The key organizational concepts in C# are programs, namespaces, types, members, and assemblies. Programs declare types, which contain members and can be organized into namespaces. Classes, structs, and interfaces are examples of types. Fields, methods, properties, and events are examples of members. When C# programs are compiled, they're physically packaged into assemblies. Assemblies typically have the file extension .exe or .dll, depending on whether they implement applications or libraries, respectively.

As a small example, consider the below C# code:

namespace Acme.Collections;

public class Stack<T>
{
    Entry _top;

    public void Push(T data)
    {
        _top = new Entry(_top, data);
    }

    public T Pop()
    {
        if (_top == null)
        {
            throw new InvalidOperationException();
        }
        T result = _top.Data;
        _top = _top.Next;

        return result;
    }

    class Entry
    {
        public Entry Next { get; set; }
        public T Data { get; set; }

        public Entry(Entry next, T data)
        {
            Next = next;
            Data = data;
        }
    }
}

The fully qualified name of this class is Acme.Collections.Stack. The class contains several members: a field named _top, two methods named Push and Pop, and a nested class named Entry. The Entry class further contains three members: a property named Next, a property named Data, and a constructor. The Stack is a generic class. It has one type parameter, T that is replaced with a concrete type when it's used.

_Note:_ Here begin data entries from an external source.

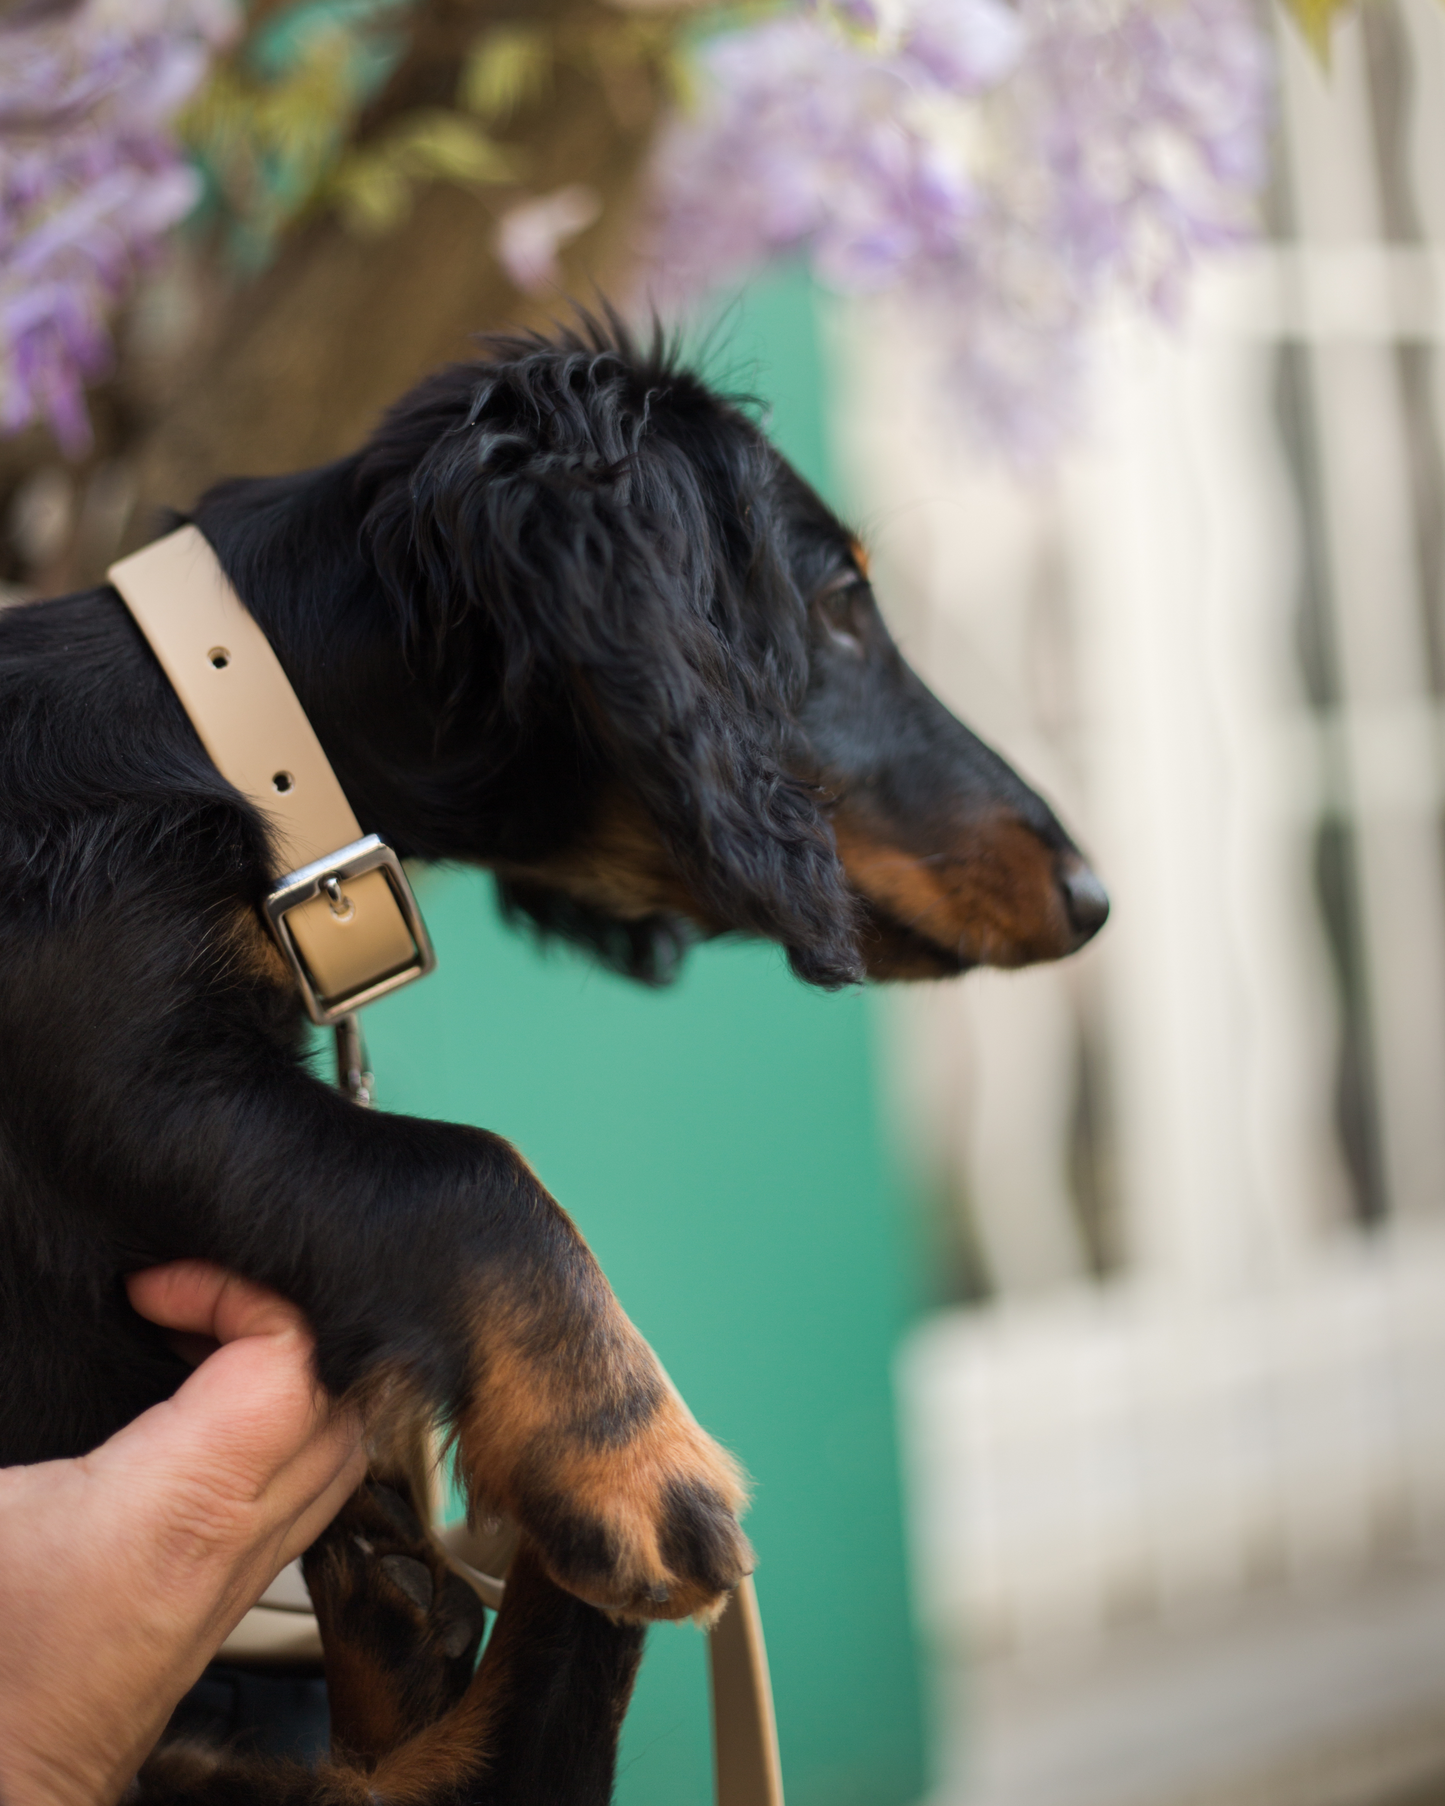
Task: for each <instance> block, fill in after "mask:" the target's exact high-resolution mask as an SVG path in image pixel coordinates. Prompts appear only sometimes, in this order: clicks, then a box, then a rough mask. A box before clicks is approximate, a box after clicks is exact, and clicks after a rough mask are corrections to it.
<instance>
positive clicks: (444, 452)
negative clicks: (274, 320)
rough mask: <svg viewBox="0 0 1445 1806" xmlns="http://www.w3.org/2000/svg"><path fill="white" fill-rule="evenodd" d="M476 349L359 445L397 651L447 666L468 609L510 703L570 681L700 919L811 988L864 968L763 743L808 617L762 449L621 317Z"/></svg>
mask: <svg viewBox="0 0 1445 1806" xmlns="http://www.w3.org/2000/svg"><path fill="white" fill-rule="evenodd" d="M488 352H489V356H488V358H486V361H482V363H479V365H470V367H455V368H453V370H446V372H441V374H439V376H437V377H433V379H432V381H430V383H428V385H423V388H421V390H417V392H414V396H410V397H408V399H406V401H405V403H403V405H401V406H399V408H397V410H396V412H394V415H392V417H390V419H388V421H387V424H385V426H383V428H381V432H379V433H378V439H376V441H374V446H372V450H370V452H368V455H367V459H365V461H363V480H367V482H368V486H372V484H374V488H372V495H374V500H372V506H370V509H368V515H367V522H365V535H367V540H368V544H370V551H372V556H374V560H376V565H378V571H379V574H381V580H383V583H385V585H387V591H388V594H390V598H392V601H394V605H396V607H397V609H399V612H401V618H403V625H405V628H406V632H408V638H410V641H412V645H414V647H415V648H421V647H426V645H430V647H432V648H433V652H435V654H437V656H439V657H441V659H444V657H446V641H448V636H450V634H452V632H453V630H455V628H457V627H459V625H461V623H462V621H464V619H466V618H480V619H484V623H486V627H488V639H489V641H493V639H495V645H497V648H499V656H500V675H502V706H504V710H506V712H508V715H509V717H511V719H515V721H518V722H522V721H526V713H527V697H529V695H535V694H544V692H545V694H556V692H558V686H560V688H564V690H565V694H567V697H569V701H571V708H573V712H574V715H576V717H578V721H580V722H583V726H585V731H587V733H589V735H591V737H592V740H594V742H596V744H598V746H600V748H601V749H603V753H605V755H607V759H609V762H611V764H612V766H614V769H616V771H618V773H620V777H621V778H623V780H625V782H627V784H629V786H630V787H632V789H634V793H636V795H638V798H639V800H641V802H643V805H645V807H647V811H648V815H650V816H652V820H654V824H656V825H657V829H659V833H661V834H663V838H665V842H667V845H668V849H670V854H672V858H674V860H676V863H677V869H679V870H681V874H683V876H685V880H686V883H688V887H690V890H692V894H694V896H695V898H697V899H699V903H701V907H703V910H704V912H706V916H708V917H712V919H713V921H719V923H726V925H728V926H737V928H744V930H751V932H755V934H762V936H768V937H771V939H777V941H780V943H782V945H784V946H786V948H788V955H789V959H791V963H793V968H795V972H797V973H798V975H800V977H804V979H807V981H811V982H815V984H825V986H838V984H847V982H853V981H856V979H860V977H862V963H860V957H858V945H856V919H854V901H853V896H851V892H849V889H847V885H845V881H844V874H842V867H840V863H838V854H836V847H834V843H833V834H831V831H829V827H827V824H825V822H824V818H822V815H820V811H818V807H816V802H815V796H813V795H811V791H809V789H807V786H804V784H800V782H798V780H797V778H793V777H789V775H788V773H786V771H784V769H782V766H780V759H778V755H780V749H782V744H784V740H786V735H788V728H789V717H791V710H793V706H795V703H797V699H798V695H800V688H802V684H804V681H806V641H804V627H806V621H804V603H802V598H800V596H798V594H797V591H795V587H793V583H791V580H789V576H788V567H786V560H784V558H782V556H780V545H778V527H777V524H775V511H773V507H771V495H773V482H775V471H777V461H775V453H773V452H771V450H769V448H768V444H766V442H764V441H762V437H760V435H759V433H757V430H755V428H753V426H751V424H750V423H748V421H746V419H744V417H742V415H741V414H735V412H733V410H732V408H728V406H724V405H722V403H719V401H717V399H715V397H712V396H710V394H708V392H706V390H704V388H703V386H701V385H699V383H697V381H695V379H692V377H686V376H681V374H679V372H676V370H674V368H672V367H670V363H668V358H667V356H665V352H663V350H661V347H654V349H652V352H650V354H647V356H639V354H638V352H636V350H634V349H632V347H630V345H629V341H627V340H625V336H623V334H620V332H618V330H616V329H611V330H605V332H603V330H600V329H596V327H592V329H589V330H587V332H585V334H569V336H564V338H562V340H531V338H518V340H493V341H489V345H488ZM526 907H529V908H531V905H526ZM533 914H535V910H533Z"/></svg>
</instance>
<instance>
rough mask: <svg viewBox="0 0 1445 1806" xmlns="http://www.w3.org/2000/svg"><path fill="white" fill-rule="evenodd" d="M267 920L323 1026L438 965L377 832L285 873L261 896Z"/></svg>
mask: <svg viewBox="0 0 1445 1806" xmlns="http://www.w3.org/2000/svg"><path fill="white" fill-rule="evenodd" d="M266 921H267V925H269V928H271V932H273V934H275V937H276V943H278V945H280V950H282V952H284V954H285V957H287V963H289V964H291V970H293V973H294V975H296V984H298V986H300V991H302V1001H303V1002H305V1011H307V1015H309V1017H311V1020H312V1022H320V1024H322V1026H331V1024H336V1022H340V1020H341V1017H345V1015H349V1013H350V1011H352V1010H359V1008H361V1004H368V1002H374V1001H376V999H378V997H385V995H387V991H394V990H397V988H399V986H403V984H410V982H412V979H421V977H424V975H426V973H428V972H432V970H433V968H435V964H437V955H435V952H433V950H432V937H430V936H428V934H426V923H424V921H423V919H421V910H419V908H417V899H415V896H414V892H412V885H410V883H408V880H406V872H405V870H403V867H401V860H399V858H397V856H396V852H392V849H390V847H388V845H387V843H385V842H383V840H381V838H379V836H376V834H367V836H365V838H363V840H354V842H352V843H350V845H349V847H338V851H336V852H329V854H327V856H325V858H322V860H312V861H311V865H303V867H302V869H300V870H294V872H287V876H285V878H282V881H280V883H278V885H276V887H275V890H271V894H269V896H267V898H266Z"/></svg>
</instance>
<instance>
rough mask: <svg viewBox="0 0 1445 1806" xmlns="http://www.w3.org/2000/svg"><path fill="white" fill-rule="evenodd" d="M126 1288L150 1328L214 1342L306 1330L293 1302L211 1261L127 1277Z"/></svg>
mask: <svg viewBox="0 0 1445 1806" xmlns="http://www.w3.org/2000/svg"><path fill="white" fill-rule="evenodd" d="M125 1289H126V1293H128V1295H130V1302H132V1306H134V1308H135V1309H137V1311H139V1313H141V1317H148V1318H150V1320H152V1322H154V1324H161V1327H164V1329H181V1331H186V1333H190V1335H200V1336H213V1338H215V1340H217V1342H235V1340H238V1338H240V1336H266V1335H291V1333H296V1331H305V1318H303V1315H302V1313H300V1311H298V1309H296V1306H294V1304H289V1302H287V1300H285V1299H282V1297H278V1295H276V1293H275V1291H267V1289H266V1288H264V1286H256V1284H253V1282H251V1280H249V1279H240V1277H238V1275H237V1273H228V1271H226V1268H222V1266H215V1264H213V1262H210V1261H170V1262H166V1266H152V1268H146V1270H144V1271H143V1273H130V1275H128V1277H126V1282H125Z"/></svg>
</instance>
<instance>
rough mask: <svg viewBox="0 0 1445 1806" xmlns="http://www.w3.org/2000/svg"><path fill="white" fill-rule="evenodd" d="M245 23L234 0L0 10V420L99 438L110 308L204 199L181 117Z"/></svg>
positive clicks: (124, 4)
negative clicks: (184, 151) (18, 11)
mask: <svg viewBox="0 0 1445 1806" xmlns="http://www.w3.org/2000/svg"><path fill="white" fill-rule="evenodd" d="M237 23H238V14H237V11H235V7H233V4H231V0H83V4H81V5H78V7H74V9H70V11H63V13H60V14H56V13H49V14H42V16H40V18H34V16H31V20H29V22H25V20H23V14H22V16H20V22H13V23H5V22H4V20H0V432H7V433H9V432H18V430H20V428H23V426H27V424H31V423H33V421H38V419H43V421H49V424H51V428H52V430H54V433H56V439H58V441H60V444H61V448H63V450H65V452H67V453H70V455H78V453H81V452H85V448H87V446H89V442H90V423H89V415H87V410H85V383H87V381H94V379H96V377H98V376H103V374H105V370H107V368H108V365H110V358H112V345H110V332H108V316H110V311H112V309H114V305H116V302H117V300H119V298H121V296H123V294H125V291H126V289H128V285H130V282H132V278H134V275H135V271H137V267H139V265H141V264H143V262H144V258H146V256H148V255H150V253H152V251H154V247H155V246H157V242H159V240H161V237H163V235H164V233H166V231H168V229H170V228H172V226H173V224H175V222H177V220H181V219H184V215H186V213H190V209H191V208H193V206H195V202H197V199H199V179H197V177H195V173H193V172H191V170H190V166H188V164H186V161H184V157H182V155H181V150H179V146H177V143H175V139H173V137H172V132H170V121H172V117H173V116H175V112H177V110H179V107H181V105H182V103H184V101H186V99H188V98H190V94H191V92H193V90H195V87H197V85H199V81H200V79H202V76H204V74H206V67H208V63H210V58H211V52H213V49H215V47H217V45H220V43H222V42H226V40H228V38H229V36H231V34H233V31H235V29H237Z"/></svg>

A stack is a "first in - last out" (FILO) collection. New elements are added to the top of the stack. When an element is removed, it's removed from the top of the stack. The previous example declares the Stack type that defines the storage and behavior for a stack. You can declare a variable that refers to an instance of the Stack type to use that functionality.

Assemblies contain executable code in the form of Intermediate Language (IL) instructions, and symbolic information in the form of metadata. Before it's executed, the Just-In-Time (JIT) compiler of .NET Common Language Runtime converts the IL code in an assembly to processor-specific code.

Because an assembly is a self-describing unit of functionality containing both code and metadata, there's no need for #include directives and header files in C#. The public types and members contained in a particular assembly are made available in a C# program simply by referencing that assembly when compiling the program. For example, this program uses the Acme.Collections.Stack class from the acme.dll assembly:

class Example
{
    public static void Main()
    {
        var s = new Acme.Collections.Stack<int>();
        s.Push(1); // stack contains 1
        s.Push(10); // stack contains 1, 10
        s.Push(100); // stack contains 1, 10, 100
        Console.WriteLine(s.Pop()); // stack contains 1, 10
        Console.WriteLine(s.Pop()); // stack contains 1
        Console.WriteLine(s.Pop()); // stack is empty
    }
}

To compile this program, you would need to reference the assembly containing the stack class defined in the earlier example.

C# programs can be stored in several source files. When a C# program is compiled, all of the source files are processed together, and the source files can freely reference each other. Conceptually, it's as if all the source files were concatenated into one large file before being processed. Forward declarations are never needed in C# because, with few exceptions, declaration order is insignificant. C# doesn't limit a source file to declaring only one public type nor does it require the name of the source file to match a type declared in the source file.

Further articles in this tour explain these organizational blocks.